Thanks for any help.
 
Moving this to the boiler room so that you will get a more informed response.

First thing to confirm is that there is a good slope of the exhaust pipe at all points. It should have at least 1/4" per ft., but more is better. It sounds like there is negative pressure in the basement. Are there competing appliances installed there? Examples would be clothes dryer, bath exhaust fan, oil furnace/boiler, gas heater, etc.

My other thought is that this is perhaps the tallest chimney I have heard of here. I'm wondering if the flue gases cool down so much that draft reverses? A measurement of the flue exit temps would tell this, though I'd guess that getting up there is not a fun thing. If this is the case a draft inducer may be the solution.
 
Moderator - A reverse flow down the flue is possible, but I don't think so. There are a couple screw holes in the flue pipe between the boiler and the chimney structure, so they act as "blow holes" when there is positive pressure inside the pipe, which only happens when the fan for the gasification boiler cycles on.
There is a clothes dryer in the basement, but that has never been a problem. I should note that the puffing almost always takes place under one of two conditions: (1) at night when the demand is less and the time between on-cycles is greater; or (2) when the outside temps are moderate (spring and fall, 40's, 50's, etc.) and the time between on-cycles is similarly long. The Wood Gun, I believe, has an unusually large ceramic mass that would have the effect of keeping the fuel load heated, thus producing gases and smoke in the firing chamber for long periods of time.
Ah, one thing. I just cleaned out the Wood Gun and there is was a pile of ash at the back end of the gasification firing chamber (directly below the initial firing chamber). It shouldn't do that, and I have no idea why it does.
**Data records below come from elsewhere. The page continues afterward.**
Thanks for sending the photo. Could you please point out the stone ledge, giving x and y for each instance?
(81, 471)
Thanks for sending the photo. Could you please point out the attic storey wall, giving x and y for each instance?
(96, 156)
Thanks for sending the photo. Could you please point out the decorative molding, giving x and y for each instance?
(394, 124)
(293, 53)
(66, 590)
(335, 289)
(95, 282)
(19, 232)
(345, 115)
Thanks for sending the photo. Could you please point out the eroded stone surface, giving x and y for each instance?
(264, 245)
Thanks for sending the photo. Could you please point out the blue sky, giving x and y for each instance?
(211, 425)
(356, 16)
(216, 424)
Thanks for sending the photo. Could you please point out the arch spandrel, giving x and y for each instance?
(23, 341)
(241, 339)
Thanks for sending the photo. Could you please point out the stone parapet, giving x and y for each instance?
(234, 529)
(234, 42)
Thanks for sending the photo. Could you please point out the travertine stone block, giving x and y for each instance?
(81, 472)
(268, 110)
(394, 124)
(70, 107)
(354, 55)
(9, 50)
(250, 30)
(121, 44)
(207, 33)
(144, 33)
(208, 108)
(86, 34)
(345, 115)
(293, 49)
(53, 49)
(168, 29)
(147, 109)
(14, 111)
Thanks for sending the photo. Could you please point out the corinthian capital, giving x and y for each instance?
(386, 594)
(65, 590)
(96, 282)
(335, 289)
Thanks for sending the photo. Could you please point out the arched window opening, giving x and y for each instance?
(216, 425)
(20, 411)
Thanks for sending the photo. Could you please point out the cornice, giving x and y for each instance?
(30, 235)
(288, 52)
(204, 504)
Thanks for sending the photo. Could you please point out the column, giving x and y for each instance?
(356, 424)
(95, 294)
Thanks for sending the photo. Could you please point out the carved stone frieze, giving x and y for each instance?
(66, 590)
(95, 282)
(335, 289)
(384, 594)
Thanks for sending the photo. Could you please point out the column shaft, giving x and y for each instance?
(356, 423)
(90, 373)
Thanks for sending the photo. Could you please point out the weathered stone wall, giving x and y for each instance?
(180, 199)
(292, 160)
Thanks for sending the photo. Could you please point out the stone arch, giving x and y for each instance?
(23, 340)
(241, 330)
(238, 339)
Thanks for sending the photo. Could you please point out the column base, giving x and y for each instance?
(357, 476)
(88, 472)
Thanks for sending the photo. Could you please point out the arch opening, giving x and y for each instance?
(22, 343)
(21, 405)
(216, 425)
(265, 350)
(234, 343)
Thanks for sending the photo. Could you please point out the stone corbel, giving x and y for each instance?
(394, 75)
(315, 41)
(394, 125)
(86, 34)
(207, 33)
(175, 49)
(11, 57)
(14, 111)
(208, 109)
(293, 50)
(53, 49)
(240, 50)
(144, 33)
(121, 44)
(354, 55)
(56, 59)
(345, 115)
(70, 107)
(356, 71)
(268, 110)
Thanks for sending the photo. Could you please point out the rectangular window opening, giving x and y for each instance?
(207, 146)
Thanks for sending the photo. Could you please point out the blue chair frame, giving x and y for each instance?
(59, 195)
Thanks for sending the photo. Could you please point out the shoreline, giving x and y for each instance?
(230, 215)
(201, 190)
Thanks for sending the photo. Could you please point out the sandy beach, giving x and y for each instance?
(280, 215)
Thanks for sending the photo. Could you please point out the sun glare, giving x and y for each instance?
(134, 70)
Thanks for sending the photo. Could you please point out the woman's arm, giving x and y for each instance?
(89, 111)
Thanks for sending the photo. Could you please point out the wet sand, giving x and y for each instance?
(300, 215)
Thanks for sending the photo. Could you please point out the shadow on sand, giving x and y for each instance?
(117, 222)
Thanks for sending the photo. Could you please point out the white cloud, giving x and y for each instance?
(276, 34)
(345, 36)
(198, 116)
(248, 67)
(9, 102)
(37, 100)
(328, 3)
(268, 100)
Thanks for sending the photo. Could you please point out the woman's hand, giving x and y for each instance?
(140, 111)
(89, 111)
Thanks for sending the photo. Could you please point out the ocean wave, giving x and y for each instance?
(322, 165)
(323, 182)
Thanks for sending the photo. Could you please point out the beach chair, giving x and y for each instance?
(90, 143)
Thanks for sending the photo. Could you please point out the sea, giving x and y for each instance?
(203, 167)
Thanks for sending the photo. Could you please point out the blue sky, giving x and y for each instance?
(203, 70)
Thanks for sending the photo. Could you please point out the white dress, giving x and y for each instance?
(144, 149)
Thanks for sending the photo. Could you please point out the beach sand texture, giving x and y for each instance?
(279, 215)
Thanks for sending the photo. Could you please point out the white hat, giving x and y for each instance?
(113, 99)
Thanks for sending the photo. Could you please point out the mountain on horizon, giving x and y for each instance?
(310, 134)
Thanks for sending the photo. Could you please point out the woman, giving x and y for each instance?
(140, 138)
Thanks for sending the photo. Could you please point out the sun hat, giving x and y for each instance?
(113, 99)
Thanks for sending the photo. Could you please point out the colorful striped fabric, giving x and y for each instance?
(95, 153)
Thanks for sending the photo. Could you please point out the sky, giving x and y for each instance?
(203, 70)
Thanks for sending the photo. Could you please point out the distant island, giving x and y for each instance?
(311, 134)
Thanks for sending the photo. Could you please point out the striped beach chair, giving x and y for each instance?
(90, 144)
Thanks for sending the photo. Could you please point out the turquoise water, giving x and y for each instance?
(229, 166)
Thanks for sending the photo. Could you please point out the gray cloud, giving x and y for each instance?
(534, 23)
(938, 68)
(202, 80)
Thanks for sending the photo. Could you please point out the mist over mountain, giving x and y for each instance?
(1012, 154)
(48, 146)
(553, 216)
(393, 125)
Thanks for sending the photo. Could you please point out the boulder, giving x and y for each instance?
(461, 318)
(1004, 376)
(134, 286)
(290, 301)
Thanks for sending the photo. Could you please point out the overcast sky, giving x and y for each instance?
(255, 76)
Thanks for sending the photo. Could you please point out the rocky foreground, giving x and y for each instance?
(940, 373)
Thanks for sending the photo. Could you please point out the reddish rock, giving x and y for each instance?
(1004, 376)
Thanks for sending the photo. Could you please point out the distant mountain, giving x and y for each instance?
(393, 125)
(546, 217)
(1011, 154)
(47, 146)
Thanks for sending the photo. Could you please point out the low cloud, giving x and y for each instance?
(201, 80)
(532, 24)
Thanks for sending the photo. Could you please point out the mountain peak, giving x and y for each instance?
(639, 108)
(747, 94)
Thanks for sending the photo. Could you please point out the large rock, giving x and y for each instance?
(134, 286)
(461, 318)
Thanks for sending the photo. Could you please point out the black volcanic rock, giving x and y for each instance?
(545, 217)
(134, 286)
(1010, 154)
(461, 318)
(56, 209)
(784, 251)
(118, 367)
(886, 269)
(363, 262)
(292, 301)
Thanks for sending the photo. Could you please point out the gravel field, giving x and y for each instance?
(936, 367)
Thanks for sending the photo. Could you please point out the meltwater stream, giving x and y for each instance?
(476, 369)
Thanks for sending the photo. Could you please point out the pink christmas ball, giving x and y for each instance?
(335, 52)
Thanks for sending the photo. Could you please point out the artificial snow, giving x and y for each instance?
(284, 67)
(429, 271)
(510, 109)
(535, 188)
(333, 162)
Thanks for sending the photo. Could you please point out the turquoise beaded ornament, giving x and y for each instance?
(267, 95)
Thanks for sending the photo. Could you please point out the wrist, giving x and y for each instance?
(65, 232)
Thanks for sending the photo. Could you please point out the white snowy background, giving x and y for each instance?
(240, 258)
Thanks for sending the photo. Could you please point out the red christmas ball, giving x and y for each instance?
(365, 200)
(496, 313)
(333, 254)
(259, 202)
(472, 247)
I assume that a "draft inducer" is some sort of fan, but never heard of it before. (?). Thanks for the response.
 
I cant answer your problem, but I can tell you my situation. I had an E-180 steel for 20 years, and now have an E-180 stainless and have always run it with the damper shut to avoid backpuffing. I dont understand when you say smoke comes out of the pipe connected to the cyclone - do you mean it sneaks out through the connections? I have not installed stainless yet, so I have used standard hardware store pipe replaced every 3 years or so - completely sealed with high temp. silicone, otherwise smoke sneaks out. In my experience, you cannot run these boilers with even a partially open draft. My inlet pipe is not vented outside, so any backpuffing at all causes the basement door to start shaking, and the smell would not be acceptable. So I shut the damper down so it only gets air through the center hole of the damper, or a slight crack around it and honestly, it runs fine. I also burn mostly larger pieces (approx avg 8" diameter) of wood seasoned only a few months. It takes a few years to learn what to burn and how to burn it but big and somewhat green is good for winter.
My thoughts on your situation:
creosote on the inlet pipe- have never seen it - perhaps the rubber gasket is not sealing properly on the inlet? The only creosote i have ever seen has dripped off the inlet valve.
piles of ash inside- perhaps indicating the draft inducer (fan) is not doing its job? is there good suction through the center bricks? keeping them clear and open is key to good operation. I have heard of heat exchangers getting clogged and needing to be cleaned- maybe that causes a restriction in air flow. Taking the motor off and looking in there may show a clue.
 
Running with damper completely closed....never done that. I have it partially closed hoping to use even less wood. I don't have backpuffing but lately I have noticed mine is "rumbling" now & then...a vibration from the boiler that can actually be felt in the floor boards directly above it. Sometimes I notice the pressure gauge fluctuating a few psi when it's rumbling. I'll be checking the nozzle tonight to be sure it's clear and may even play with the damper a bit. I recall when I first installed the WG that Carl at AHS said to run with the damper fully open.
 
Ex,

I sent a reply below. Made a mistake on this reply and can't figure out how to delete a post in the edit.....
 
Ex, I have a SS E-140. I had a leaking pipe problem, but it was related to poorly sealed pipe joints. I've only had a small amount of back puffing once when I used way to much dry kindling and paper to get a fire started. Since then I use a sheet or two of newspaper, and half a small amount of card board on 2-4 splits. No dry pine at all. As mentioned in another response above from, everything I've ever read about back puffing seems to be related to wood that's too dry or starting a fire too fast. In any event, the fire is starving for air to burn the amount of available fuel. I run my SS E-140 with the intake damper wide open.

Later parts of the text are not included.